The Monetary Authority of Singapore (MAS), Singapore’s central bank, has been closely monitoring recent developments surrounding the troubled Credit Suisse Group.
The MAS said on Thursday that it is in communication with the Swiss Financial Market Supervisory Authority (Finma) to assess the situation and its potential impact on Singapore’s financial stability.
Credit Suisse’s Singapore branch mainly focuses on private and investment banking, with no retail customers in its portfolio.
Despite the recent plunge in shares, the Swiss National Bank (SNB) stepped in to provide the lender with a 50 billion Swiss franc (S$73 billion) lifeline, easing concerns over systemic risk and the possible effects on the global economy.
Credit Suisse is one of 30 global financial institutions considered systemically important by the international Financial Stability Board.
Shares of Singaporean banks, including DBS, OCBC, and UOB, dropped on Thursday amid fears of wider financial contagion globally from the Credit Suisse crisis, as well as a series of United States bank failures.

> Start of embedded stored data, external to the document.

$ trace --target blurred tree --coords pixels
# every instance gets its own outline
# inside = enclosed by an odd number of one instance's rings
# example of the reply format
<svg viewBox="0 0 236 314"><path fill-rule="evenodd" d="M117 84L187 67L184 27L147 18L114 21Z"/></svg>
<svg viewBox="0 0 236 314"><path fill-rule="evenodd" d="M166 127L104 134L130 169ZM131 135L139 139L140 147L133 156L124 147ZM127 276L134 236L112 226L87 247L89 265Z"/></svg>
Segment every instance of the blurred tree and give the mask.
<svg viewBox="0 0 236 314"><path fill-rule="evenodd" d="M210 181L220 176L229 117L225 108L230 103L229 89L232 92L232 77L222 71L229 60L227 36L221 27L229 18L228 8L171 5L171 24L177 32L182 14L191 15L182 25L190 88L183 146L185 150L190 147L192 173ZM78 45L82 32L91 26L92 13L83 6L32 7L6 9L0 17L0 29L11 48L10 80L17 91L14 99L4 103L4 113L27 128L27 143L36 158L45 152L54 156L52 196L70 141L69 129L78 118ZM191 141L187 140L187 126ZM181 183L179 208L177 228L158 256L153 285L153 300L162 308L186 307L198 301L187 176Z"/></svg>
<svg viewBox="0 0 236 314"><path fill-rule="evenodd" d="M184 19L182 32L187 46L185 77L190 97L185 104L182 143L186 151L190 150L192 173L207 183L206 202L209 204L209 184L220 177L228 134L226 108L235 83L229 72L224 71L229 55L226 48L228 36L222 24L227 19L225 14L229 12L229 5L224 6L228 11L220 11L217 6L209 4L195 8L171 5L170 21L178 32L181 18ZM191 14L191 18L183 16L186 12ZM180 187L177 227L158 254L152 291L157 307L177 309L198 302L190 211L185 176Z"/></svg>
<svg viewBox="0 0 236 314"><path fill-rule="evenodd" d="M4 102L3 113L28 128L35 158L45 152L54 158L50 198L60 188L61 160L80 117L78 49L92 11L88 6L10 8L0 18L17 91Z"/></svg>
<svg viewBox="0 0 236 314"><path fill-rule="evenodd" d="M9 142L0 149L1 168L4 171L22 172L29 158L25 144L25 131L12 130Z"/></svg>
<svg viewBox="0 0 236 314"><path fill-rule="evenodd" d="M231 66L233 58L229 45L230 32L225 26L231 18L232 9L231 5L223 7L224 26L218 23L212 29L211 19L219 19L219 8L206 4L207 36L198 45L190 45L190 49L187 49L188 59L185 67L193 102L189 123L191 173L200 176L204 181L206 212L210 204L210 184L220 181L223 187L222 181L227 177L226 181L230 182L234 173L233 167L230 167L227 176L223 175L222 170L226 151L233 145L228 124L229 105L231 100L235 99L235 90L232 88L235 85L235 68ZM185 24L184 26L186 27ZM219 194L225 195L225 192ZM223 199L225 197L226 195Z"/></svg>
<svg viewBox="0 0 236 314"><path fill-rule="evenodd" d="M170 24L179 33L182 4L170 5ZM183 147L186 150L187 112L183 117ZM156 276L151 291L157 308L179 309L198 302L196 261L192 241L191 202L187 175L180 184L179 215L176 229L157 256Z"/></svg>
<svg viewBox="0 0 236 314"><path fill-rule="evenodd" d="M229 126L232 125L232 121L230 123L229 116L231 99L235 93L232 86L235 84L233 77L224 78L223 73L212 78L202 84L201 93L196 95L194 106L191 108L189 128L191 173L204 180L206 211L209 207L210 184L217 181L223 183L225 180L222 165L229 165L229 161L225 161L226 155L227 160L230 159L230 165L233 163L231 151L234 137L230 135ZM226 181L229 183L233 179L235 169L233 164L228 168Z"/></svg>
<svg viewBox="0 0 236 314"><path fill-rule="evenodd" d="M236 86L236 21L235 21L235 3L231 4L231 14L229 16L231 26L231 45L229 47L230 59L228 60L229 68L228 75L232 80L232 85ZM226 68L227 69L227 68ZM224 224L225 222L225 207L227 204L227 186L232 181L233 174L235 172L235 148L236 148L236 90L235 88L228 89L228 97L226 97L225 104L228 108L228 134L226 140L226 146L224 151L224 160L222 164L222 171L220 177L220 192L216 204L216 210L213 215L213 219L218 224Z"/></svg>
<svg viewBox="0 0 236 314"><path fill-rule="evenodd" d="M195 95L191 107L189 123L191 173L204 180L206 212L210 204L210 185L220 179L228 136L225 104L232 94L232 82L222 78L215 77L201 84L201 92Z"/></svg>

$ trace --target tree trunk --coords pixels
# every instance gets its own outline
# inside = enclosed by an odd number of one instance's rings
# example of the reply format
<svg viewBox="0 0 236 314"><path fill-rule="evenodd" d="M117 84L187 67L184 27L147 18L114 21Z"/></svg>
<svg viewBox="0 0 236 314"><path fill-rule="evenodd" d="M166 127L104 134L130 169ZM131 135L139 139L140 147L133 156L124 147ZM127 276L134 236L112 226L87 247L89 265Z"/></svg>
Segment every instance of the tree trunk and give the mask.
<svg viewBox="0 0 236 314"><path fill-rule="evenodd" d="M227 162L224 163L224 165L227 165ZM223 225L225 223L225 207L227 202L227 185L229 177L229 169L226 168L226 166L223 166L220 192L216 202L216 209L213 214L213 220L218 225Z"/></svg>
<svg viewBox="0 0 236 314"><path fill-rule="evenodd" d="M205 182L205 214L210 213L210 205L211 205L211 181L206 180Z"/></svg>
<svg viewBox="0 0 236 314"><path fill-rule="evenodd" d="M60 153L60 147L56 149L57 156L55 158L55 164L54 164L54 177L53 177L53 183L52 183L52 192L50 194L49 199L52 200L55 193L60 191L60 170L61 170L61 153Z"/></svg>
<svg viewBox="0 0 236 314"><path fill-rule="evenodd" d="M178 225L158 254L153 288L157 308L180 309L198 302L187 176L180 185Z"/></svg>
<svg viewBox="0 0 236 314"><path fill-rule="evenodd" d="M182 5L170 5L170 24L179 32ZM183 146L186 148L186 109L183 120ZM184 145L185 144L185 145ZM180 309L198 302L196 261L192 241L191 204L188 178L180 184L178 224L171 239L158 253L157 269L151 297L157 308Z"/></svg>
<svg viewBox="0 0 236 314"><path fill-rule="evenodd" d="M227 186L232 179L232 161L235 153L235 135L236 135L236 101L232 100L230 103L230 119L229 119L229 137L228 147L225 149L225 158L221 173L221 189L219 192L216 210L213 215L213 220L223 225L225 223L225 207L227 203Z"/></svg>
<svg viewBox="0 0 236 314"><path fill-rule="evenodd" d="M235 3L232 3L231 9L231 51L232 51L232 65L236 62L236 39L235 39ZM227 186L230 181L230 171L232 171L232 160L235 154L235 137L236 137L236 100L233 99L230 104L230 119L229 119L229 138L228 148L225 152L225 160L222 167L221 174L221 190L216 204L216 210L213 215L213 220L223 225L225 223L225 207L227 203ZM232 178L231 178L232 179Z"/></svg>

DBS shares fell by 1.27% to $32.55, OCBC slid 0.98% to $12.15, and UOB dipped 0.71% to $28. The benchmark Straits Times Index also declined by 0.55% or 17.38 points.
In response to the market fluctuations, DBS, OCBC, and UOB assured the public that their exposures to Credit Suisse were “insignificant.” The MAS also reiterated that Singapore’s banking system remains sound and resilient.
The central bank emphasized that lenders in the city-state are well-capitalized and regularly conduct stress tests against credit and other risks. Additionally, the MAS highlighted that the liquidity positions of these banks are healthy, supported by a stable and diversified funding base.
As the situation continues to evolve, the MAS stated it would maintain close communication with Finma and remain vigilant in monitoring developments to ensure the stability and resilience of Singapore’s banking system.